Despite having played one on TV, Gansler said he “would never want to be a judge. I could never sit still long enough.”
Dashiell, a friend of Mohamed’s, donned a costume robe last December to resolve a hypothetical dispute between a homeowner’s association and a local bar that allegedly attracted killers, drug dealers and prostitutes to the neighborhood. Dashiell interrupted and peppered the participants with unexpected questions to teach them about more than just the practice of law.
“That’s the way life is,” said Dashiell, of counsel at Harris Jones & Malone LLC in Baltimore. “Life hits you with surprises. You need to be able to deal with those things.”
Dashiell added that he stepped down from the prop bench with greater appreciation for the youngsters.
“I was impressed with the enthusiasm of the kids, the competitive spirit and the desire to learn,” he said.
A school-court competition involves opening statements, arguments and closing statements. The judge, at the end of the show, announces the winner and provides constructive advice to the participants.
Victory Davi, who was Miss Allegany County 2011, serves as host of the show.
Mohamed and Schepers said they advertise for their young competitors at shopping centers and malls, where they hand out flyers and use their salesmanship on the children and their parents by stressing the competition’s benefits.

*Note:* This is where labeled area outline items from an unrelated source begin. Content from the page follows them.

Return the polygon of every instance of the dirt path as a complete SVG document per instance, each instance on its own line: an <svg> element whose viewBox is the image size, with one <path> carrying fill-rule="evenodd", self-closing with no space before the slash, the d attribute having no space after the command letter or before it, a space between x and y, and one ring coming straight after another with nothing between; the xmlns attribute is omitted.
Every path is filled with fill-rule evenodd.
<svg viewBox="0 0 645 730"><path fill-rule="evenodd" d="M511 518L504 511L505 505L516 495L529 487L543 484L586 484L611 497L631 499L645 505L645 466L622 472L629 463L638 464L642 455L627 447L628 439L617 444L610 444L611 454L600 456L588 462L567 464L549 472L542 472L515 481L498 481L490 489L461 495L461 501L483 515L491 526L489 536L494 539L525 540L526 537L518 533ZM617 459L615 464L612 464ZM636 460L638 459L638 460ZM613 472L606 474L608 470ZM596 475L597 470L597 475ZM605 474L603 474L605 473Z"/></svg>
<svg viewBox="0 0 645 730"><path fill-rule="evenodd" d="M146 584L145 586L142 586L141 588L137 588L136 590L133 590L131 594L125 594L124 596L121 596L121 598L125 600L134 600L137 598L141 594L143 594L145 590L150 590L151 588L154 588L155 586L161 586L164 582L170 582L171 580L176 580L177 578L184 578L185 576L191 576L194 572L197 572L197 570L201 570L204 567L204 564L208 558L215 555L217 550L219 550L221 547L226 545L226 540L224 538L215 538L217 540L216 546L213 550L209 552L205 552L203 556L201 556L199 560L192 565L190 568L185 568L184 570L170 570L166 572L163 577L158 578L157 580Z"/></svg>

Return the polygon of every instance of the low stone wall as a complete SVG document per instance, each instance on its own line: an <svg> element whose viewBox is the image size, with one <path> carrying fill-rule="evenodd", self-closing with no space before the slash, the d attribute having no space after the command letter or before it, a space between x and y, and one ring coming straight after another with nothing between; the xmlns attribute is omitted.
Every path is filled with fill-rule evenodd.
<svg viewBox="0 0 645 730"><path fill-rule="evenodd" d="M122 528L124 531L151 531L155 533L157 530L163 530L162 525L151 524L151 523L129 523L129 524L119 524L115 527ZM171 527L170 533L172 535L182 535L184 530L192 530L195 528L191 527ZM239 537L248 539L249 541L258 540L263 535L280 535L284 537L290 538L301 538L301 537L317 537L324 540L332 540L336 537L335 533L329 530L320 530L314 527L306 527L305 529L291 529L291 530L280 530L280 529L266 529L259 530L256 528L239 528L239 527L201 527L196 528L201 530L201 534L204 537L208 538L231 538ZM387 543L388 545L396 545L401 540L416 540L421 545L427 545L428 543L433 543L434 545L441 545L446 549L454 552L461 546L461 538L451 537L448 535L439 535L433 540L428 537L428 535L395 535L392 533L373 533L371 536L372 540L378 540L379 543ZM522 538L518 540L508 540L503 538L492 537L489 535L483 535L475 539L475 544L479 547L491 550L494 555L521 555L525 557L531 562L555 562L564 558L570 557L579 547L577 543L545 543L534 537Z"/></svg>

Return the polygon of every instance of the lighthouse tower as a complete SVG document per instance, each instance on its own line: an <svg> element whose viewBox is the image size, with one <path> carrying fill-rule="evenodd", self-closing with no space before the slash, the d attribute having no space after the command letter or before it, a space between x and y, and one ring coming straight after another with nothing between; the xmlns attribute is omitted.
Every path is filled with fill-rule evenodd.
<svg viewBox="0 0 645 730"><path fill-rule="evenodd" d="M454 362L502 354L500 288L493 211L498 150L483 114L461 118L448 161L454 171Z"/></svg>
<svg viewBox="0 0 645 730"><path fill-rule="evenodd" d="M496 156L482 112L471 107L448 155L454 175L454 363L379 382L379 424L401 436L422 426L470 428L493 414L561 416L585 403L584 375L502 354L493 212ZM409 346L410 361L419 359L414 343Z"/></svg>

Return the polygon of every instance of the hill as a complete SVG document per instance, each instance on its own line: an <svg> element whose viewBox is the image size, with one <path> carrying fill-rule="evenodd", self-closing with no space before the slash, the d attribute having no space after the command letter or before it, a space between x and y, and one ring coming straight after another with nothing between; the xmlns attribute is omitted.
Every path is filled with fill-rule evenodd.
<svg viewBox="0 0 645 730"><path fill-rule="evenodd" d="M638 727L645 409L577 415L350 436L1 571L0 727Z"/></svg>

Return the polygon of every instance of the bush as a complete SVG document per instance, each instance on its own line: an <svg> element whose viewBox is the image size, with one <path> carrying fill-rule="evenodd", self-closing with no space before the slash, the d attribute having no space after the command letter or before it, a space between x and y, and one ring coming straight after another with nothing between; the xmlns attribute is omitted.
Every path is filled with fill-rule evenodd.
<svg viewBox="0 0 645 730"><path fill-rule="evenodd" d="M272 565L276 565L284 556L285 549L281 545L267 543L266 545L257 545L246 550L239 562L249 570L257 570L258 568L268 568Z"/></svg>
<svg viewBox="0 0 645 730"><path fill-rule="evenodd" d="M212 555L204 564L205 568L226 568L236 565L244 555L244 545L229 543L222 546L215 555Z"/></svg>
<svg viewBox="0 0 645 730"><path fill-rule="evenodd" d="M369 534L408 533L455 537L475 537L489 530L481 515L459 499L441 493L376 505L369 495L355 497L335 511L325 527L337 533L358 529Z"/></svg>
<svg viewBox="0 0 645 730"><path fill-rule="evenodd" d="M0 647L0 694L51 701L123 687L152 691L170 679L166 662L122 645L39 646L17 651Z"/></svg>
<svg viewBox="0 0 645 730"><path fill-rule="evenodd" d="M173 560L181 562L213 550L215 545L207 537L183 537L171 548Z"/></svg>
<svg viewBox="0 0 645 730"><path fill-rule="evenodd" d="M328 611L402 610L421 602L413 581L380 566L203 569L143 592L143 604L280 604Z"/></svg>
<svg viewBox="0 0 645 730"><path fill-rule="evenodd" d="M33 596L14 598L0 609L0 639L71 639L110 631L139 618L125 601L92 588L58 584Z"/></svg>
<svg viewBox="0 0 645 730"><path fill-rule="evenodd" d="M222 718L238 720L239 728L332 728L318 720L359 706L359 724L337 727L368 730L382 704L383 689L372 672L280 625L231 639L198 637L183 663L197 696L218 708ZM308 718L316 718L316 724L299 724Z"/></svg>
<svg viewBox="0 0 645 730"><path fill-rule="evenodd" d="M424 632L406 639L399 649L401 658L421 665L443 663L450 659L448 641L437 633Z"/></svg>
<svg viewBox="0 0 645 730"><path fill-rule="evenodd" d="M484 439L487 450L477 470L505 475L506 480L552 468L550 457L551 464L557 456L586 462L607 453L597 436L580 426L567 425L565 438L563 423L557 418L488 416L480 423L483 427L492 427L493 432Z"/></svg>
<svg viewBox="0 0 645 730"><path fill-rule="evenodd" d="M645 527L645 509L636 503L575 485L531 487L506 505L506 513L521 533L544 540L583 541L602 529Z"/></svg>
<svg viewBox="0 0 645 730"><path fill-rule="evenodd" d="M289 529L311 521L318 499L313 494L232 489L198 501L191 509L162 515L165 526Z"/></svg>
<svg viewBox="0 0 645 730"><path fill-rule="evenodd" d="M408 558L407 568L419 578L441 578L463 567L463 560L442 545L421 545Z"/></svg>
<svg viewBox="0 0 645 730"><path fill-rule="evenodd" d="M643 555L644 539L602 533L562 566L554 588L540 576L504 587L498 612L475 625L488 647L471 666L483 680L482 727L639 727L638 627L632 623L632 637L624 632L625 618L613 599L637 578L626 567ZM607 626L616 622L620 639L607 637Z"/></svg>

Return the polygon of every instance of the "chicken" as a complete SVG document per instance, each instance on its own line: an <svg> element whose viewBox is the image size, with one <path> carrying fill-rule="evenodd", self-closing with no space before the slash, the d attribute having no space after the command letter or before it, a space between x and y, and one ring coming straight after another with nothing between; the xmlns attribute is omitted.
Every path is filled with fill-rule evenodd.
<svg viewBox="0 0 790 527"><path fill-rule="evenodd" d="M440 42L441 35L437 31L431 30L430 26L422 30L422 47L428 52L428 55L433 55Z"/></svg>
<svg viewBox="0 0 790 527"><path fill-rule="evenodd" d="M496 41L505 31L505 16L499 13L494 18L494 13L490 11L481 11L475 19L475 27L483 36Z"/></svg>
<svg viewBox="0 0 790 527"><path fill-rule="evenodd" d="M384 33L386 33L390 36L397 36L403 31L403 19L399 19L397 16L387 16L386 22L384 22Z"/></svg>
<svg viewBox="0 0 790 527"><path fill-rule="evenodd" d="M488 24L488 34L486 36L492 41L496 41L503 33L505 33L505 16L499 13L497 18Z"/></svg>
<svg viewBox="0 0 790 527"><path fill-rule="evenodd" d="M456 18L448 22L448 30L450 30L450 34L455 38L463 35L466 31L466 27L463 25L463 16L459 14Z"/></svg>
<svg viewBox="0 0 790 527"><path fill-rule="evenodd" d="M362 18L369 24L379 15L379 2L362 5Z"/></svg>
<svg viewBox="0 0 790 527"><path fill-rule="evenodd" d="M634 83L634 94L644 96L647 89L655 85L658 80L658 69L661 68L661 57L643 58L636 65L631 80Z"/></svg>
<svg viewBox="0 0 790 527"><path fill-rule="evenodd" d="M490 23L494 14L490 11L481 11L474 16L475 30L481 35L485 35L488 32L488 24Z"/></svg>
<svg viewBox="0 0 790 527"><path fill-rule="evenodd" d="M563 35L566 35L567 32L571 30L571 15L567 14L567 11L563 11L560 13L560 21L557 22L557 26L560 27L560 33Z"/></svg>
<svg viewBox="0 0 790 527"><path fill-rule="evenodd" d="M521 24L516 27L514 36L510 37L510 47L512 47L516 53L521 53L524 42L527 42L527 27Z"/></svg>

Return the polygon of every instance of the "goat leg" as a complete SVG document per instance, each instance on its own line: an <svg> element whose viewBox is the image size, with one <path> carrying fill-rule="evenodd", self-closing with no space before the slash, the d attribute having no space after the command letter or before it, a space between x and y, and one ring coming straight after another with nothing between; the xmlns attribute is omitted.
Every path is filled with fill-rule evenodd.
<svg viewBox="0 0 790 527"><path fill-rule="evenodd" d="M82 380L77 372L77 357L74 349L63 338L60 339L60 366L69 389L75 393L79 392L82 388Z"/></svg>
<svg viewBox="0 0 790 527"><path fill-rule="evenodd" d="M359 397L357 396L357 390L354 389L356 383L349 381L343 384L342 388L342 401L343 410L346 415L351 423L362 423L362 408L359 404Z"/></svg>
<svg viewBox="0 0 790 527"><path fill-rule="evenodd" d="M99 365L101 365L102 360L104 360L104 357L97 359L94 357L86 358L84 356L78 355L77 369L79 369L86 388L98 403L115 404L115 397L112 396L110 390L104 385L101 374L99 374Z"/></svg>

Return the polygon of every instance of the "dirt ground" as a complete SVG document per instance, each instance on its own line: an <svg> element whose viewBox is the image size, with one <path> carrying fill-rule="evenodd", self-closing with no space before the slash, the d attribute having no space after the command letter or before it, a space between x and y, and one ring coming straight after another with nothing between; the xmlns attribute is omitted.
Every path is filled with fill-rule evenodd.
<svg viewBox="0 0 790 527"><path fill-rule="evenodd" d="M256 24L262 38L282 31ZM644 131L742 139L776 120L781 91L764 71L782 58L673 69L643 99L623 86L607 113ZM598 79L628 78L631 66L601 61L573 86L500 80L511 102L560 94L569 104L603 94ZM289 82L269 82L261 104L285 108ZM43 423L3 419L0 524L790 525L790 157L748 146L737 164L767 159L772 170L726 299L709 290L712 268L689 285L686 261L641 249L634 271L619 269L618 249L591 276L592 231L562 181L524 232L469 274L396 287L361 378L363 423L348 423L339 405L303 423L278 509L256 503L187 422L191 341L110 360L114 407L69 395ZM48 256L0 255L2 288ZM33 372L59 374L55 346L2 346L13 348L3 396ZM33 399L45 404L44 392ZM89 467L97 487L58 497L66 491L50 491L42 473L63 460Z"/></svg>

Their slogan is “Building Tomorrow’s Thinkers Today.”
Schepers, who is semi-retired, said his involvement with the in-the-red show is “not about the money. It’s just for the love of the program and the kids.”
Shows are taped at the Baltimore City Circuit Court on Calvert Street or Anne Arundel County Circuit Court in Annapolis, when available, or at the program’s television studio in The Brooklyn/Progressive Building in Baltimore. Shows from past seasons — as well as information for attorneys, judges and would-be participants — are available on the program’s website, www.schoolcourt.org.